Dal verbo derivano numerosi aggettivi e nomi, sparsi in Sicilia, che arricchiscono la gamma dei significati:
scafazzatu, scavazzatu “schiacciato”: nasu scafazzatu “naso camuso”.
scafazzu “frutta destinata al macero perché deteriorata o di pessima qualità’.
scafazzuni “lo spiaccicare in una volta e con forza”.
scravazzuni a) “percossa”; b) “ammaccatura”.
L’aggettivo scafazzatu è entrato nell’italiano regionale e alcune pasticcerie offrono adesso il cannolo scafazzato o la scafazzata di ricotta “un dolce a base di crema di ricotta versata sulle scorze di cannolo spezzetate”. Una scafazzata a Palermo è una “brutta figura” e nel linguaggio giovanile “una ragazza brutta”. Gli scafazzati, infine, nel gergo della mafia, sono gli ultimi, i diseredati, quelli che la vita ha schiacciato, ha scafazzato, si direbbe.
Uso letterario, da Camilleri a Pif
Tra dialetto e italiano regionale il nostro verbo può vantare diversi usi letterari.
Cominciamo con Silvana Grasso, che in un testo (Pazza è la luna) usa la variante agrigentina (camilleriana) e in un altro (Il bastardo di Mautana) quella della Sicilia orientale: «si levano i pidocchi dai capelli e li scrafazzano con l’unghia»; «[…] rispose Agatina, scafazzàta anche da quell’emozione».
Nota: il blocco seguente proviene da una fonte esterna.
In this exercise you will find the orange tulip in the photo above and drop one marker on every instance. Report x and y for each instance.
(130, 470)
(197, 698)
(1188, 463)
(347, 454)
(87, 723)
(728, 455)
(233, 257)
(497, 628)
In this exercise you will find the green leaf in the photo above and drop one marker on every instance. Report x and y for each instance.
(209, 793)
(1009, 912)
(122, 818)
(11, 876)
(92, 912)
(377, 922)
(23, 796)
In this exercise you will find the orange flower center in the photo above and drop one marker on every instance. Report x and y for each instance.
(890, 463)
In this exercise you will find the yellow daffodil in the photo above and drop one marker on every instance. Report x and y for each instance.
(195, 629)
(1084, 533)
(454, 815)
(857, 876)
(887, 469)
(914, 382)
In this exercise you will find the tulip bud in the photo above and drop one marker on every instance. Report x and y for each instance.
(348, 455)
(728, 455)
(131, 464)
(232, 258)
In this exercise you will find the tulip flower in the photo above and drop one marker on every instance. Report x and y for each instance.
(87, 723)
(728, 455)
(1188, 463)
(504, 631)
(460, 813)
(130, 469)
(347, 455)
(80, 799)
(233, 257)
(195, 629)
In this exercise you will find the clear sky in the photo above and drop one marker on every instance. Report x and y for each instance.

Fra le tante testimonianze, in Andrea Camilleri si citano: «[…] posò una mano sul matarazzo, ma in realtà scrafazzando la faccia di suo figlio Pasqualino che si lamentò nel sonno» (Il birraio di Preston).
«C’erano pommidori, arance, limuni, racina, cicoria, patate scalora, milinciane, ’nzumma tutto addivintò uno scrafazza scrafazza» (La caccia al tesoro).
Troviamo inoltre Silvana La Spina: «Bella lana sei, Anselmo lu scannavoi, che te ne vai scafazzannu li passanti» (L’amante del paradiso).
Santo Piazzese: «Morì scafazzato sotto un’impastatrice, mentre la scarricavano dal 642» (Il soffio della valanga).
Giuseppina Torregrossa: «Finirò scrafazzata come quei gusci che mi scricchiolavano sotto ai piedi a Santa Rosalia, pensò sconsolata» (Panza e prisenza).
E finiamo, momentaneamente, con PIF, al secolo Pierfrancesco Diliberto: «Per esempio: c’è il cannolo classico, con ricotta e pezzi di cioccolato oppure il cannolo “scafazzato”, vale a dire un cannolo preso a martellate, e con i pezzi della crosta fai la scarpetta dentro un sugo di ricotta» (… che Dio perdona a tutti).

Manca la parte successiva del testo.